一想到这儿,他眼眶立马红了,眼泪噼里啪啦往下砸:
“医生!求您想想办法!钱不是问题!真不骗您,我卡里还有八千三!”
老医生轻轻摆手:
“要是在国外,兴许还能试试人工重建。可咱们这设备……真撑不起来。切,是保命的唯一法子。”
“……真不能不切?”
“不能。拖下去,发烧、感染、人就没了。”
棒梗身子一软,瘫在床上,
哭得肩膀直抖:
“我才二十三啊……连对象影子都没见着,就要当太监了?!啊——这也太倒霉了吧!!”
病房外头,几个陪护家属听见动静,探头进来,
你一句我一句,声音压得低低的:
“二十出头就被切,啧,造孽啊……”
“是啊,四十岁切了也就切了,家里老婆孩子热炕头;他这岁数,连恋爱都没谈过,惨!”
“咱院头回接这种病人吧?”
“对,头一个。

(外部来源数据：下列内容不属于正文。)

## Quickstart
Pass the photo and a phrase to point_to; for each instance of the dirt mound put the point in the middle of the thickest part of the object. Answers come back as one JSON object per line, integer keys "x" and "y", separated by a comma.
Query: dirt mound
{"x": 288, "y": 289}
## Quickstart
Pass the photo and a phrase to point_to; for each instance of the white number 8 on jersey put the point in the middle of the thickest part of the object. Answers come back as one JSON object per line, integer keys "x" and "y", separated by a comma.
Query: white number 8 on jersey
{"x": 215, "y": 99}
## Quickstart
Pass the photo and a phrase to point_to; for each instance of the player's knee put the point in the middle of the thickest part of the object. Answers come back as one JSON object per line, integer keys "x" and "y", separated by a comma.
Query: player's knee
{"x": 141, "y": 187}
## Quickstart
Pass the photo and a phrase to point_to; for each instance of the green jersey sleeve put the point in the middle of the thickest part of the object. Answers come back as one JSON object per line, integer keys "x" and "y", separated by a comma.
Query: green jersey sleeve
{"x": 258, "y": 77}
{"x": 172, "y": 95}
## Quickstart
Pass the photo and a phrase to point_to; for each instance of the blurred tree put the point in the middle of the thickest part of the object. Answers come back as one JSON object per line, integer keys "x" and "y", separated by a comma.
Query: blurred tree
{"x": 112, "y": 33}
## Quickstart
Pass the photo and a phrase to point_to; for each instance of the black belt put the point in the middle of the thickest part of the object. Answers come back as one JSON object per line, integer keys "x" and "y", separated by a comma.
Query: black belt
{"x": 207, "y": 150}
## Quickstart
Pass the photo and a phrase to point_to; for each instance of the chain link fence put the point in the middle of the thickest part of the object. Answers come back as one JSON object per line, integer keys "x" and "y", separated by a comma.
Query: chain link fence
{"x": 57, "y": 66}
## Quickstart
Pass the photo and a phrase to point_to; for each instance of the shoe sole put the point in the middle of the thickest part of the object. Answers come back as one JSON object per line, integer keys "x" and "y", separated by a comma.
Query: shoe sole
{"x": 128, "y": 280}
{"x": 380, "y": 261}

”
“听说切完皮肤变嫩,说话声也细,脸蛋还会越长越秀气,真假?”
“真的!老辈儿太监活到八九十的多了去了!”
这时,老医生拍拍他肩膀,温声劝:
“孩子,切了不是终点。好多事儿反而顺了——人看着更清秀,气色也好,精气神都上来。”
旁边几个医生也凑近点头:
“对对,切了以后,心宽体胖,长寿!”
“要真想换个活法,等恢复好了,出国做个转性手术,也能当个漂亮姑娘。现在不少男人主动这么干,领证结婚,日子过得挺滋润。”
棒梗一听,哭得更凶了,
一边抹泪一边哽咽:
“我不想切……也不想变女的……我就想好好当个普通小伙儿啊……”
可命只有一条。
他咬着后槽牙,终于点了头——
但自己来的,没家人签字,手术前得赶紧叫贾张氏来。
他忽然想起什么,猛地抬头,声音发颤:
“大夫,这事……千万别说出去啊!”
——被切这事,要是传开了,
他棒梗这辈子,
怕是要抬不起头来走路了。医生咧嘴一笑,搓着手说:“贾大妈您放宽心,这事儿我们包保密——天知地知,您知我知,旁人一个字都听不见!”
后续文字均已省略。